Ce fut ainsi que les deux femmes
passèrent toute leur après-midi à parler. Elisabeth tentait de décrire tous les
gestes qu'ils avaient fait, le ménage, les promenades, le tri, sans oublier cette
danse à la source ni les rêves étranges qui la hantaient la nuit quand elle
était là-bas.
Natacha fronçait les sourcils à
l'évocation de certains détails. Elle lui demanda de lui montrer le vieux
doudou qu'elle avait ramené avec elle.
Elisabeth alla chercher l’ours en
peluche tout râpé dans sa chambre et le montra à sa mère qui l’examina sous
toutes les coutures sans remarquer quoi que ce soit d'anormal.

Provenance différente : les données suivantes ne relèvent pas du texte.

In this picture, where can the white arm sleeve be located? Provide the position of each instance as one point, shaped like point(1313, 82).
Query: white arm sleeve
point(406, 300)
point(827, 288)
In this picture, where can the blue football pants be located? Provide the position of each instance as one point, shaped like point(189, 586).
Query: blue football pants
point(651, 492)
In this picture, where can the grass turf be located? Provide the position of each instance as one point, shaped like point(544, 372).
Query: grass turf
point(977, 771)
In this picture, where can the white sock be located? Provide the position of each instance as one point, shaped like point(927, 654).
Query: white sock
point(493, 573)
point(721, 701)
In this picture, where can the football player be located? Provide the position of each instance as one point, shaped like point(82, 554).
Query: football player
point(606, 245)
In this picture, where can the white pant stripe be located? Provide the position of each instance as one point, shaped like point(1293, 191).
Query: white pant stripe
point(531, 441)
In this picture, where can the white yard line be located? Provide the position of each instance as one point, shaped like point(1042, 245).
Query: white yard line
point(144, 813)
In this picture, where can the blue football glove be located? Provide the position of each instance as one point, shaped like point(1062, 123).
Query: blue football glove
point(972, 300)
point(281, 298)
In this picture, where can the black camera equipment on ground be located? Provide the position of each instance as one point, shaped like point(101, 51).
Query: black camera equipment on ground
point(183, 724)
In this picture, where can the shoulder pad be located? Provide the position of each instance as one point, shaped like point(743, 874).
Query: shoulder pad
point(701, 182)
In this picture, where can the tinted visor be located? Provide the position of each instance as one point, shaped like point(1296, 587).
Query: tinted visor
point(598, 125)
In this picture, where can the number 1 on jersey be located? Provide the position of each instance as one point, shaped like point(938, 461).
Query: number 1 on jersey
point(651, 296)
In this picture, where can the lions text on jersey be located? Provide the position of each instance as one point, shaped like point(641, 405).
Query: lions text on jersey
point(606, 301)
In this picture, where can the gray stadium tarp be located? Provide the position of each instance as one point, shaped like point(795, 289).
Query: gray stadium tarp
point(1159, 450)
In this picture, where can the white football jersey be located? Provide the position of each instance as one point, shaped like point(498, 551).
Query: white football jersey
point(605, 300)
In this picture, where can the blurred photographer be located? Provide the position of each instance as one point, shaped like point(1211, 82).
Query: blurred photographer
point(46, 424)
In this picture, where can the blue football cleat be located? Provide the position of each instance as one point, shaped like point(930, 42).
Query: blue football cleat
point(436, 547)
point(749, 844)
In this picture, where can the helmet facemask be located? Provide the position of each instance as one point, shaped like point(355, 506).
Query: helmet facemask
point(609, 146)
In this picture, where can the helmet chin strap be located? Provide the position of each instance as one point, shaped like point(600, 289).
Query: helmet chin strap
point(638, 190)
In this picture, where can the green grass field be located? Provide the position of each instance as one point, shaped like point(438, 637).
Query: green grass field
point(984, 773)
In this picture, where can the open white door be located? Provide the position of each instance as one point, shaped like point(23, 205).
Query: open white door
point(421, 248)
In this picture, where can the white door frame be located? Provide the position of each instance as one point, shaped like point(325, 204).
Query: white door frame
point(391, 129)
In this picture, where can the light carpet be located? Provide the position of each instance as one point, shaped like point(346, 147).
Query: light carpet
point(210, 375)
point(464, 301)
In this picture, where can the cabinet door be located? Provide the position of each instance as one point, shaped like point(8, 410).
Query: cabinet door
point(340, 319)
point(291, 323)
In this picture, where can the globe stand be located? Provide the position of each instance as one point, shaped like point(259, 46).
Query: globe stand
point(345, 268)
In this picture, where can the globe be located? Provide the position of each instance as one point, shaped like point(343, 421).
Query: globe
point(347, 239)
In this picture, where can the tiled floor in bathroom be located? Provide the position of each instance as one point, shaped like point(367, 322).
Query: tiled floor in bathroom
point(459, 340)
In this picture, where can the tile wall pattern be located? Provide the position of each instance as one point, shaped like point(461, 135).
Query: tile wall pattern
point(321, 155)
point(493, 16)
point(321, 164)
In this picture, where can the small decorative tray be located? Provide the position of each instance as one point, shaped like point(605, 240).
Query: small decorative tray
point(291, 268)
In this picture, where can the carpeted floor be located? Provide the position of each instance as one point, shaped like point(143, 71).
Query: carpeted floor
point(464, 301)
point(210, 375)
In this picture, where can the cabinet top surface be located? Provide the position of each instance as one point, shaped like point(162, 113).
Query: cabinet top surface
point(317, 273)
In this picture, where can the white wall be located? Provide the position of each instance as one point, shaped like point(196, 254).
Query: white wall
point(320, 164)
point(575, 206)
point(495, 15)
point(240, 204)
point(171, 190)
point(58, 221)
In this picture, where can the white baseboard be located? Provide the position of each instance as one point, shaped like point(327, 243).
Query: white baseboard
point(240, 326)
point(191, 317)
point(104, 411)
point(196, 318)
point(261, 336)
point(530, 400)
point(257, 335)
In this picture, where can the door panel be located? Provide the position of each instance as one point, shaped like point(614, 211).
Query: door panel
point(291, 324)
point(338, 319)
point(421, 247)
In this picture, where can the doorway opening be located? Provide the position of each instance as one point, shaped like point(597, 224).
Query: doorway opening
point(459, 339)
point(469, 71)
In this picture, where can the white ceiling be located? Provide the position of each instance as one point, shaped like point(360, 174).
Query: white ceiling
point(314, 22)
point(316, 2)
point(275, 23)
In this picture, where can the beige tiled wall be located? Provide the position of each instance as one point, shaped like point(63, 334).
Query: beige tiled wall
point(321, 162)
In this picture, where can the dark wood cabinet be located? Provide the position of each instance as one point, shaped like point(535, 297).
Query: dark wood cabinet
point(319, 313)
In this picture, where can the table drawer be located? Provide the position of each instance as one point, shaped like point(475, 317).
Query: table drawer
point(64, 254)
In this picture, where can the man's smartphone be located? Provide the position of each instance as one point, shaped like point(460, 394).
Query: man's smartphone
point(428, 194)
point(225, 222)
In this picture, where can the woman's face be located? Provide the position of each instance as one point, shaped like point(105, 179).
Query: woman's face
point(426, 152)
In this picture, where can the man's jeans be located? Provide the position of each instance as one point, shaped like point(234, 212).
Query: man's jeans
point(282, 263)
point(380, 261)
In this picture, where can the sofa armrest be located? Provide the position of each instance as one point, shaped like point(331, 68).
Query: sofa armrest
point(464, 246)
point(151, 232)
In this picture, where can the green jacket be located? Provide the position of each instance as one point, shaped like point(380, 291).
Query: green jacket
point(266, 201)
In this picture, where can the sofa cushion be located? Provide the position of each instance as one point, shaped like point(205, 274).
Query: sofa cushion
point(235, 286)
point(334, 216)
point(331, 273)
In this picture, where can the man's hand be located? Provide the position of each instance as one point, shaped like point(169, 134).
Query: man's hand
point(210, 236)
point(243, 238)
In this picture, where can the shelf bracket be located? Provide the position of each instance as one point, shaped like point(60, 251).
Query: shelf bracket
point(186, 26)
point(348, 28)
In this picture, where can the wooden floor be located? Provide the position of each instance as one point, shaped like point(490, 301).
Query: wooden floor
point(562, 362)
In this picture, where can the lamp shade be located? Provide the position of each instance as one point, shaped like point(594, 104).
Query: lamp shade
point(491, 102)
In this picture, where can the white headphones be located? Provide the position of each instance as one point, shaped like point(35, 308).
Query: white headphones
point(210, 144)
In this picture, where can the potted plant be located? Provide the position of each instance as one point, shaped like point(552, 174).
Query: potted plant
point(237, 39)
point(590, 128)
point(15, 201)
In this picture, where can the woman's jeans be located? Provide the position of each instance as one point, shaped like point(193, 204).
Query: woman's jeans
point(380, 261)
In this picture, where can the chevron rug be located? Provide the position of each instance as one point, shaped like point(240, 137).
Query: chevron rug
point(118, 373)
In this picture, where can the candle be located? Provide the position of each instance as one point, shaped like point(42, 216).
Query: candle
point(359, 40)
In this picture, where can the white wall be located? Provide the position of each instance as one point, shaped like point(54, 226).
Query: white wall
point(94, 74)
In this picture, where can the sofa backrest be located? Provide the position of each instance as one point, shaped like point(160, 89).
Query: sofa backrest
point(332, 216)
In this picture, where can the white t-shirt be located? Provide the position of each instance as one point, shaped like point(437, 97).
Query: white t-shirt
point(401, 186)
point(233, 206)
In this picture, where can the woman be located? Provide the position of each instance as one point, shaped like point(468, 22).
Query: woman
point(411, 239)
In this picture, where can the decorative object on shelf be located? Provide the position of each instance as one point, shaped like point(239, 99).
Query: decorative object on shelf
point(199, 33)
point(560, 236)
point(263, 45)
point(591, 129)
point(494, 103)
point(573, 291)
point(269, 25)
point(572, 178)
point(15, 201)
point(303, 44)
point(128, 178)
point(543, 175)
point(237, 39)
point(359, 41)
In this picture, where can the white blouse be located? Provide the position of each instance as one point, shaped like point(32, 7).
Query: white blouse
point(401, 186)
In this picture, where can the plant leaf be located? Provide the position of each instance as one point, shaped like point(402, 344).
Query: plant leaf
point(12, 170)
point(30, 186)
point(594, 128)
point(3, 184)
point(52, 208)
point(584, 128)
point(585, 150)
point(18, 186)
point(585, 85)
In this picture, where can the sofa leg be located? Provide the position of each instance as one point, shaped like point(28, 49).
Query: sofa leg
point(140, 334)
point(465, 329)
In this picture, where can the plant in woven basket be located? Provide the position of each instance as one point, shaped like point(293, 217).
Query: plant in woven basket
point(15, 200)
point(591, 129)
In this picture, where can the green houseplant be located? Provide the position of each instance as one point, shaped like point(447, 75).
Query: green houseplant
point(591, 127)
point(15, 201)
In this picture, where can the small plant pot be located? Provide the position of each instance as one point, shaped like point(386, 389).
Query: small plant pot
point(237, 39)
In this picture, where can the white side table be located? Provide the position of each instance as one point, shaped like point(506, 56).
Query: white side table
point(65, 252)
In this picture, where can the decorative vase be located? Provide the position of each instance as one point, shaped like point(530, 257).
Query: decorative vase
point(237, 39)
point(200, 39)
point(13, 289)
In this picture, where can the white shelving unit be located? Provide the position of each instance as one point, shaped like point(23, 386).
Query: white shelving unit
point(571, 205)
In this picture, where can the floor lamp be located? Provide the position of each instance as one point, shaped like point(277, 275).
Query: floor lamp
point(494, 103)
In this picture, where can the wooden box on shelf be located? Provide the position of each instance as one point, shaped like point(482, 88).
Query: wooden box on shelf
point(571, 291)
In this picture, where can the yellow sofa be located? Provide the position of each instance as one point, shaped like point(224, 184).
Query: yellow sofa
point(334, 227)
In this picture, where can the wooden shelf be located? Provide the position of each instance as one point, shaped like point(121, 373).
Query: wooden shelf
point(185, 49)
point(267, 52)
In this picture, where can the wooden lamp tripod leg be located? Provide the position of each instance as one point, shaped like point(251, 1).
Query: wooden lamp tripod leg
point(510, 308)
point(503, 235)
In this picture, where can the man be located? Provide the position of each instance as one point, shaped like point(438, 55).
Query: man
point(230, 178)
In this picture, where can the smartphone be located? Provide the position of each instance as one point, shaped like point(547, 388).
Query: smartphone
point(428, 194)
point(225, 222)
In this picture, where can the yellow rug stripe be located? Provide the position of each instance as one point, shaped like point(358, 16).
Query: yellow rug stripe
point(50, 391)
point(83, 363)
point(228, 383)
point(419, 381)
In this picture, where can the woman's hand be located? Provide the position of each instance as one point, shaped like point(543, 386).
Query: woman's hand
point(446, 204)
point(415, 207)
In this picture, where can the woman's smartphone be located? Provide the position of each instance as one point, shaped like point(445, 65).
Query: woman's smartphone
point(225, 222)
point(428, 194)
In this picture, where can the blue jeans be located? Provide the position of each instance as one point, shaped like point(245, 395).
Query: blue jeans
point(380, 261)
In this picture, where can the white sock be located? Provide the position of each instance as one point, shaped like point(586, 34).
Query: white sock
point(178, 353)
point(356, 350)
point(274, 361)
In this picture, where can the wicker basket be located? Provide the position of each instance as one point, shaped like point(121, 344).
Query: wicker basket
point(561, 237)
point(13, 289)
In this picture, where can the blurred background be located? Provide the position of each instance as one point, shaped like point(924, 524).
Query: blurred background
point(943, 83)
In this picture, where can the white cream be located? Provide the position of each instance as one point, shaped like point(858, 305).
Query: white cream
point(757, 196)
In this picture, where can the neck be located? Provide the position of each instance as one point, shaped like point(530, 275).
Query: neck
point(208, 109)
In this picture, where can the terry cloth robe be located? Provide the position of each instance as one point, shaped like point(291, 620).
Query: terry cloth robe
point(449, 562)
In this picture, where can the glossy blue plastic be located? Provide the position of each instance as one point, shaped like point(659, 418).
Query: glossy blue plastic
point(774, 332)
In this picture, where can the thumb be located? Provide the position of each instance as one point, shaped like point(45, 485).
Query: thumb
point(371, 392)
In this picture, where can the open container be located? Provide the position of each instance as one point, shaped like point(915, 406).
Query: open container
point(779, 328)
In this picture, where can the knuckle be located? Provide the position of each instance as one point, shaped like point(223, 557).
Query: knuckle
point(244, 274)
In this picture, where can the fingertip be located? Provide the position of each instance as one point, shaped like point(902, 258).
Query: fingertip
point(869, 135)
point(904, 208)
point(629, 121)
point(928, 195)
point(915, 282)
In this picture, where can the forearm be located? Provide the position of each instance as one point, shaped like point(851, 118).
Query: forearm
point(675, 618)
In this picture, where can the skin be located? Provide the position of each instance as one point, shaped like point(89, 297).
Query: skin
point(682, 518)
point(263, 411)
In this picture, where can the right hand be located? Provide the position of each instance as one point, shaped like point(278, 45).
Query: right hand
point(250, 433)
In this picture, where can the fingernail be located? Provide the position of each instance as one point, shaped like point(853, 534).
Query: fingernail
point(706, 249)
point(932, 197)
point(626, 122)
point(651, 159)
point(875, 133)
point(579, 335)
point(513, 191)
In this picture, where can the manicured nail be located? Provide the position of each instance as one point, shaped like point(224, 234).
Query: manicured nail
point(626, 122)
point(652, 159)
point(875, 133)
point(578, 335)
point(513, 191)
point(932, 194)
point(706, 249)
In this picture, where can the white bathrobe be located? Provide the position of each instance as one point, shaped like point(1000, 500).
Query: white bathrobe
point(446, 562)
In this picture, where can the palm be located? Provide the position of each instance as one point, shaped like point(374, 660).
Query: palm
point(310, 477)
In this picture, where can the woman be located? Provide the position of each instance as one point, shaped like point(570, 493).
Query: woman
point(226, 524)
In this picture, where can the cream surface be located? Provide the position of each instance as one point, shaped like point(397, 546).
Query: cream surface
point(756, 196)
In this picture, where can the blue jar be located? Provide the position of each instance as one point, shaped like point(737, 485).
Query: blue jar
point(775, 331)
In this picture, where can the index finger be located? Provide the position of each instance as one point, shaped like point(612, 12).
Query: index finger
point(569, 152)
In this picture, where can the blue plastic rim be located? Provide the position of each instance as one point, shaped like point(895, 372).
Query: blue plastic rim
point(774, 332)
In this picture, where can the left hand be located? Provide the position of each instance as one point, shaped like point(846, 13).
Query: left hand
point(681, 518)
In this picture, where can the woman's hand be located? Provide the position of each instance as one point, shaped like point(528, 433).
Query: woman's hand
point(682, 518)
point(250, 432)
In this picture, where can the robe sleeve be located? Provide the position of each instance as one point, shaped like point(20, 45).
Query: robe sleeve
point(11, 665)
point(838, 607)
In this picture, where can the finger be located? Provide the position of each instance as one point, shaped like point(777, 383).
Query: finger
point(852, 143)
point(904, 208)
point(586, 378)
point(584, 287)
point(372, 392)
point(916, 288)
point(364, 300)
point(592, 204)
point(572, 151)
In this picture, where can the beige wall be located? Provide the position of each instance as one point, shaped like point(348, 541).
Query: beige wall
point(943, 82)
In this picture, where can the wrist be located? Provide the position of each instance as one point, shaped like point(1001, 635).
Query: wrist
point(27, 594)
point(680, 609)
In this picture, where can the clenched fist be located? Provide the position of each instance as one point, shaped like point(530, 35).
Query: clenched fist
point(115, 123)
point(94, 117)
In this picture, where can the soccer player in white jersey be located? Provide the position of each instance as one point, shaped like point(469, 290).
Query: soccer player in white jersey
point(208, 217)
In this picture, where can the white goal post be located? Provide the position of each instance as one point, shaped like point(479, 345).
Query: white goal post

Elle sortit
alors une petite carte de visite de son sac à main et appela le numéro.
— Madame Rose ?
Elisabeth ne pouvait pas entendre ce
que disait la correspondante de sa mère, mais elle comprit qu’elle passerait à
la maison rapidement pour voir cette peluche.
— Ma fille, je pense qu’une partie de
ce qui t’arrive est dû à ce doudou. Mais je n’arrive pas à savoir ce qu’il en
est exactement…
— Mais qui est cette Madame Rose ?
— Tu te souviens de la carte que nous
avions trouvée dans cette boutique de produits de bien-être… Eh bien ! C’est
une médium, voyante, sorcière, enfin comme tu voudras… Mais je pense que c’est
la seule qui pourra nous aider.
— Je l’espère…
Elisabeth restait songeuse. Certes,
elle déplorait que l'amour qui l'unissait à Paul tomba en déliquescence. Depuis
toutes ces années, une véritable complicité s'était créée entre eux et en décidant
de se marier quelques semaines avant la visite à la maison de tante Janis, ils étaient
arrivés au point d'accomplissement de leur amour.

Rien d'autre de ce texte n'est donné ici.